Opportunities and legal risks related to decentralised exchanges
The growth of decentralised exchanges gives rise to both opportunities and risks. By eliminating the need to rely on trusted third-party intermediaries, these solutions decrease the high micro-systemic risk of the loss of users’ assets in a collapse of a particular exchange. However, the establishment of new global exchange networks would potentially create new and unknown macro-systemic risks – after all, these solutions would also be subject to hacking attacks and coding errors.
The growth of decentralised exchanges will have a positive impact on the security of transactions by eliminating suspect intermediaries. These transactions would also be easier to monitor as they would be directly registered on the blockchain and not through the exchanges’ opaque internal mechanisms. Ironically, improved transparency may result in difficulties in implementing anti-money laundering regulations.Current AML regulations often task the entity conducting a trade with identifying users and analysing their transactions, under the decentralised exchange system there are no such entities.

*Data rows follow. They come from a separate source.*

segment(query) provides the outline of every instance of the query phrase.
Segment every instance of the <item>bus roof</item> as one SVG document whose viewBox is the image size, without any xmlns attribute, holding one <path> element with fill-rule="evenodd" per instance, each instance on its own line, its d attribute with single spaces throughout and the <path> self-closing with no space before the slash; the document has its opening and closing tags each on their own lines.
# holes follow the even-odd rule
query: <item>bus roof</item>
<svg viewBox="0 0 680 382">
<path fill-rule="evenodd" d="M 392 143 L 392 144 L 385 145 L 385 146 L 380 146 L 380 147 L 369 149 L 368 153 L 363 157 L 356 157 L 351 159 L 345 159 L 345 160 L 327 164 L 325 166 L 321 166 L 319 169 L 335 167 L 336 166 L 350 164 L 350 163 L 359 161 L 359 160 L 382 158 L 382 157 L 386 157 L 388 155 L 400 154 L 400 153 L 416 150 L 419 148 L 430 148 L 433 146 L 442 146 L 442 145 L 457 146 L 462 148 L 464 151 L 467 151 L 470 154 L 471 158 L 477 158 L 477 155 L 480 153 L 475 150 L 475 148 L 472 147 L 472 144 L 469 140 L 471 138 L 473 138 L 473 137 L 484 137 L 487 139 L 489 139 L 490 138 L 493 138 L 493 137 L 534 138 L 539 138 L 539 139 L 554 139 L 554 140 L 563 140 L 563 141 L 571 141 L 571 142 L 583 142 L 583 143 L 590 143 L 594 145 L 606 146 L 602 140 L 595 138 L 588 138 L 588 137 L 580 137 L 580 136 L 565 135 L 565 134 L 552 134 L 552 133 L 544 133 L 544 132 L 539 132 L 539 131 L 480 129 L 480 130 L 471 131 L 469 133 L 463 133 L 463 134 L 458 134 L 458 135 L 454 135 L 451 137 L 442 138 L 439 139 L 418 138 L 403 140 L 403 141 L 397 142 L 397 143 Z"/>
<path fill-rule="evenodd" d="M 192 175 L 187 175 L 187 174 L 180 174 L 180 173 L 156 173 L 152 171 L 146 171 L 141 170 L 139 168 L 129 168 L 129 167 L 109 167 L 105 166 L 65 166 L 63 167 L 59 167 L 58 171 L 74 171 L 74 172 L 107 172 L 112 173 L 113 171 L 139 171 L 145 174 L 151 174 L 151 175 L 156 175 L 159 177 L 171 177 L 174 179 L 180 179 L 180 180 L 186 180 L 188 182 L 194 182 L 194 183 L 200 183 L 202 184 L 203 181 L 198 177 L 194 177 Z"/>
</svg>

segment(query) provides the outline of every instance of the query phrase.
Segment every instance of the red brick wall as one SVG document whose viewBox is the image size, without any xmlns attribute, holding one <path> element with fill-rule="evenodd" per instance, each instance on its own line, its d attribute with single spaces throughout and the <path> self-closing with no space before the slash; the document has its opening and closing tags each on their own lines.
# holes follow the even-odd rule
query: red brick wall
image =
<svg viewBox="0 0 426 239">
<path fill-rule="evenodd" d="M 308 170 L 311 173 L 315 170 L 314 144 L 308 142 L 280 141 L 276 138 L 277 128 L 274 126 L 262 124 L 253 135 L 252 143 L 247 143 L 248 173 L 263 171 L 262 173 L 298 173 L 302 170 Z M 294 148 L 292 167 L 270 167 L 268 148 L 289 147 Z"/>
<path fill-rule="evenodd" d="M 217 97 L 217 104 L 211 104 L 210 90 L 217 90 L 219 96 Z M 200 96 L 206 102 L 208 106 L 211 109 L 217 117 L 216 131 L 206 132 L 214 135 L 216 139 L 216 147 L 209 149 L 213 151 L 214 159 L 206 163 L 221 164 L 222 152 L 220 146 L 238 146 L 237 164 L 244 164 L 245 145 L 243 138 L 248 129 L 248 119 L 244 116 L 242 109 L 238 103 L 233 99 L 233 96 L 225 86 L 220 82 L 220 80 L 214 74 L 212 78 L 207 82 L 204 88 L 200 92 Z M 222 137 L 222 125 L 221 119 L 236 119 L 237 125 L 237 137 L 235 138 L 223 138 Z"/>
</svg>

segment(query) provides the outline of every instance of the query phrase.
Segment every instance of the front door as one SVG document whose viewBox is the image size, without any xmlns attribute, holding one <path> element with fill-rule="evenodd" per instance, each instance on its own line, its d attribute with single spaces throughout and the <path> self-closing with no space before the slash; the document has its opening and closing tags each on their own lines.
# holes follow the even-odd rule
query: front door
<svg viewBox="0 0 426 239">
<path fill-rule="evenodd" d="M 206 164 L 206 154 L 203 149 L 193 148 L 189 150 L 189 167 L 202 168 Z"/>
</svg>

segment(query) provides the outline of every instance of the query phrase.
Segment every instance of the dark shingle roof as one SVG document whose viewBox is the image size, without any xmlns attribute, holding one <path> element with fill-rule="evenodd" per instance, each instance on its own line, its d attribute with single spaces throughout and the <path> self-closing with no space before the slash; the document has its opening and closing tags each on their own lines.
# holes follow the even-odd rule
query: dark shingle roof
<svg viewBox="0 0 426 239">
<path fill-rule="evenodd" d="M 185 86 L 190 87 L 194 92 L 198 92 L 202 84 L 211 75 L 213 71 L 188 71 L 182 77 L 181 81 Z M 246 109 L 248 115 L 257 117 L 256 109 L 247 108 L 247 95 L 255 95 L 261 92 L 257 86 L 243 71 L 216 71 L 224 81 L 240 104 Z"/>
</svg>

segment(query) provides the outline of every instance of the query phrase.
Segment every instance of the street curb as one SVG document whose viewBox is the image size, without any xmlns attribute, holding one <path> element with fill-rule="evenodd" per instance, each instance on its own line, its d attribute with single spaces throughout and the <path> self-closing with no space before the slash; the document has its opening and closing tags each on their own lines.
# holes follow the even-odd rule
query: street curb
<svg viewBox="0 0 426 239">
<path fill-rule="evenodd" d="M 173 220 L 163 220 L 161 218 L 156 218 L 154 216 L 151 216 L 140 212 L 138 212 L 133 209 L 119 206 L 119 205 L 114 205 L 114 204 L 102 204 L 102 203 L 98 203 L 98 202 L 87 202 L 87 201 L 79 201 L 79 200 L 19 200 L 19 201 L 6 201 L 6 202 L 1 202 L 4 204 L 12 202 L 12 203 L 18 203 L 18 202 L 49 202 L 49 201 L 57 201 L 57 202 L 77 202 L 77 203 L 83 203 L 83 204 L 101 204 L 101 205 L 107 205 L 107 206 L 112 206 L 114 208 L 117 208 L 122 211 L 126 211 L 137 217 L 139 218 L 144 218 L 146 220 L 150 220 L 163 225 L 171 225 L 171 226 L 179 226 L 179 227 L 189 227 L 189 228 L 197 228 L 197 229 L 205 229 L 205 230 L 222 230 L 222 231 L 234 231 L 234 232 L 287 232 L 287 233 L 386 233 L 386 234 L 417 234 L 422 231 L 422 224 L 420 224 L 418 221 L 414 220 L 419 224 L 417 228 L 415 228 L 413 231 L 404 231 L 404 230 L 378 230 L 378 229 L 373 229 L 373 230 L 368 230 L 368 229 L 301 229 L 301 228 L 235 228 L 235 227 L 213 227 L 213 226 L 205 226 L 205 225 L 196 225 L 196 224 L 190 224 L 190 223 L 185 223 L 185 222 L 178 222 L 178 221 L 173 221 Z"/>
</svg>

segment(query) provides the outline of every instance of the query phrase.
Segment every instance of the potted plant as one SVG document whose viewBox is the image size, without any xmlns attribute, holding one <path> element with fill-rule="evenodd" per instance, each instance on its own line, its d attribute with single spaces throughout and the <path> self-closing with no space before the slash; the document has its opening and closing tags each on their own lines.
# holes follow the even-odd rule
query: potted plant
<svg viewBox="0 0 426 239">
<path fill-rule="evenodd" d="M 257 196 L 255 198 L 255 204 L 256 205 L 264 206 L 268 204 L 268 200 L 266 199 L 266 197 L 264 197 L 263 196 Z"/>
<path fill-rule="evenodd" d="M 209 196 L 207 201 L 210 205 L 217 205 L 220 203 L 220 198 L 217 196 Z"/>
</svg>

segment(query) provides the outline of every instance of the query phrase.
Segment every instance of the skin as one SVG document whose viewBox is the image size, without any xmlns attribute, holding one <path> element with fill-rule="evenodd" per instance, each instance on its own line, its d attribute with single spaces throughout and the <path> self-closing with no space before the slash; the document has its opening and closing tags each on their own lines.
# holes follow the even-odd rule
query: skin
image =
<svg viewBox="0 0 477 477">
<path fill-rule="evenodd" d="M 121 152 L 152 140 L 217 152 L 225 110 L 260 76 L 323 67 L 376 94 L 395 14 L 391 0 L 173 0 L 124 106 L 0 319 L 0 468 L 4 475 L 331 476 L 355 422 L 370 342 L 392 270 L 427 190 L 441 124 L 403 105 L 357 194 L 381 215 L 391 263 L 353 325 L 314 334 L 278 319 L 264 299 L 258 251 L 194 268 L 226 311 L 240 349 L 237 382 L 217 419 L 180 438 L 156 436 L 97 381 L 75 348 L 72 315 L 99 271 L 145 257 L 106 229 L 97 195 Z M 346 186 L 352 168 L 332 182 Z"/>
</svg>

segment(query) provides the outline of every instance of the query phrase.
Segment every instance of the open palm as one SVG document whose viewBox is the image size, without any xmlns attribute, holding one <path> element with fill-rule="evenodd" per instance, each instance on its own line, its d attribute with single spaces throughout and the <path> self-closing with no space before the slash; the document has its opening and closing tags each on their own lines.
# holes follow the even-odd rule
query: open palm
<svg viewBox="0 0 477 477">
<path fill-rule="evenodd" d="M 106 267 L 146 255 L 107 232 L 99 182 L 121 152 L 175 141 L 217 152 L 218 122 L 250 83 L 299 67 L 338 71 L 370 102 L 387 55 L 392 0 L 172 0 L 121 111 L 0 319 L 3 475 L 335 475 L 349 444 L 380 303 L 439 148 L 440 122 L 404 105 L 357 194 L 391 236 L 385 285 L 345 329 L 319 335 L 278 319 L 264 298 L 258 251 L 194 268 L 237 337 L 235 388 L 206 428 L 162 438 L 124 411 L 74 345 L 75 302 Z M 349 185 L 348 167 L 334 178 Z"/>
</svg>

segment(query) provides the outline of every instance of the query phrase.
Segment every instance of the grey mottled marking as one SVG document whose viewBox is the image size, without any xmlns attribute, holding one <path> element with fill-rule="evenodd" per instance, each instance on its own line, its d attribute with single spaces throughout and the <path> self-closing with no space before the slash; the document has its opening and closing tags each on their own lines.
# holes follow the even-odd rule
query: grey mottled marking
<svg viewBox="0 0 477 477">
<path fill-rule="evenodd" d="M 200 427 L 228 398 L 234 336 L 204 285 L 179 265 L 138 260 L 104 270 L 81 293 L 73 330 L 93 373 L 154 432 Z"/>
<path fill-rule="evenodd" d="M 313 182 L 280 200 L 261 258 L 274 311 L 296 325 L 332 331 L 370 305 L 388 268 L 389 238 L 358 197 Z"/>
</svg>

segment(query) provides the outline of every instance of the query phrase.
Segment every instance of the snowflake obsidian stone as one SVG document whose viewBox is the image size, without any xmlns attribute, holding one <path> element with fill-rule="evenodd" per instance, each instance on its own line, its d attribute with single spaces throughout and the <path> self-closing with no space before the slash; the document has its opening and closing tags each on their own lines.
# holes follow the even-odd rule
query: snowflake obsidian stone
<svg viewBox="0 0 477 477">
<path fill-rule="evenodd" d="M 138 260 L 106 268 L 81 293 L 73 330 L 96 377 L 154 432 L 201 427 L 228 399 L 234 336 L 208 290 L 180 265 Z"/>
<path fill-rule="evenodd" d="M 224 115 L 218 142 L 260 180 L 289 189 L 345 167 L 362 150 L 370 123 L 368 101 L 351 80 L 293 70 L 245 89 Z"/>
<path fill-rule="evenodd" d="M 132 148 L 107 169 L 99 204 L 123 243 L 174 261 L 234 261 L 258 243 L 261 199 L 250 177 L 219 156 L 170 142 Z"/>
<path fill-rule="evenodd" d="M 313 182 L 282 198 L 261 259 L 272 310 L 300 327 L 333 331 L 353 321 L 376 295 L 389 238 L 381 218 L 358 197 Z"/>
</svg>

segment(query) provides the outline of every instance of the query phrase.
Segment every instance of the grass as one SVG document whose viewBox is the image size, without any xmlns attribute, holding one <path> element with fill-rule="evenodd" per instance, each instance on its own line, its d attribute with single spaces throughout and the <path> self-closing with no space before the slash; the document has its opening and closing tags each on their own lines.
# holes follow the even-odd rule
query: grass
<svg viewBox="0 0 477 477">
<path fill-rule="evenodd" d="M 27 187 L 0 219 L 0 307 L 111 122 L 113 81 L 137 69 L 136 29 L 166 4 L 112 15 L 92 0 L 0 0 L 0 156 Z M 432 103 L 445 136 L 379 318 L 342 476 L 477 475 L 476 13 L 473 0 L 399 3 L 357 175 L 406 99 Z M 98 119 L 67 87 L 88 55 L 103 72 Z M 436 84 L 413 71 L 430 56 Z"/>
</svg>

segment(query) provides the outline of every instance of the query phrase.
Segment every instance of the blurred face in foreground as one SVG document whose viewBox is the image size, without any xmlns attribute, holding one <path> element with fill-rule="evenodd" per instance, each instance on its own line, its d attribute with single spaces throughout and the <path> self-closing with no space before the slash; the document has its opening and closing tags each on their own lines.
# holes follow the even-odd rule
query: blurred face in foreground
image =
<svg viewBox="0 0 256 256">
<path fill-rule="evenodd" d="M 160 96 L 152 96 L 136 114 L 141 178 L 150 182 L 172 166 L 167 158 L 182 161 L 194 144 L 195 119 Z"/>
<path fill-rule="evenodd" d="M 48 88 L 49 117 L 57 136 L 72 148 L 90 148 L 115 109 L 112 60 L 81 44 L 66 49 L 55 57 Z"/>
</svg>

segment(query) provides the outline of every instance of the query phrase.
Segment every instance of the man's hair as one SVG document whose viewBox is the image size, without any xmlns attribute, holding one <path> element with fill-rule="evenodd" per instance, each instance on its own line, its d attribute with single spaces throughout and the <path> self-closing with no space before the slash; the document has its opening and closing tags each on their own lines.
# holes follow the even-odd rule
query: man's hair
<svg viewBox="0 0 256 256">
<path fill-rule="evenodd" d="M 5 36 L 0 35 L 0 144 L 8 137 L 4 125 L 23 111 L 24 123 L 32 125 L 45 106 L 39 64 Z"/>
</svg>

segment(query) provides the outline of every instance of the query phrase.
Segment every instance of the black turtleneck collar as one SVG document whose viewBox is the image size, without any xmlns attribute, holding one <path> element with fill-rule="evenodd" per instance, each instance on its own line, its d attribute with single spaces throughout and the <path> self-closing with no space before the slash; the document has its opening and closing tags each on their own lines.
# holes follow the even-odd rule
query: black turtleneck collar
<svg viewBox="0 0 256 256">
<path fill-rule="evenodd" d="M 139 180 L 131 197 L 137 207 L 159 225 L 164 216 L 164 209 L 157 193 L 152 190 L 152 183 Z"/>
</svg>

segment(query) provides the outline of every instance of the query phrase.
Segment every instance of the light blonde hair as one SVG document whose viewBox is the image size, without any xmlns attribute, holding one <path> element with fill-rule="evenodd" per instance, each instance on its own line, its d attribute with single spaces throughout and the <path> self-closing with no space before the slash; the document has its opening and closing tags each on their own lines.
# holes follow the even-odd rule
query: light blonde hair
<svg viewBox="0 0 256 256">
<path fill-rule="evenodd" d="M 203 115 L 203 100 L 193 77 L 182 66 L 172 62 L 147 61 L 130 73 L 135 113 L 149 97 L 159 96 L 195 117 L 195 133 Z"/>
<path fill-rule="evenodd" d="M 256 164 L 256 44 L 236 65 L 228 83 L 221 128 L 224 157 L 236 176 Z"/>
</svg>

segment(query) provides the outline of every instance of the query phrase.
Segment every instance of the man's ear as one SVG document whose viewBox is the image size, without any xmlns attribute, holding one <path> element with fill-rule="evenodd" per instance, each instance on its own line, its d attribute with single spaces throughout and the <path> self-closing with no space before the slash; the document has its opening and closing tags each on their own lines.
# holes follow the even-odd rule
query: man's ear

Decentralised exchanges also present a difficulty in identifying the entity responsible for implementing various regulations (such as consumer protection measures for the trading parties). However, this difficulty will most likely be resolved in some acceptable manner.
Decentralised exchanges represent the long-awaited next step in the development of public blockchains. They are also yet another reason why potential regulations of blockchain technology should not exclusively focus on its current applications. Existing exchanges are now a focal point of regulatory and public institution interest, but soon they may be replaced with new solutions which could be even more difficult to regulate.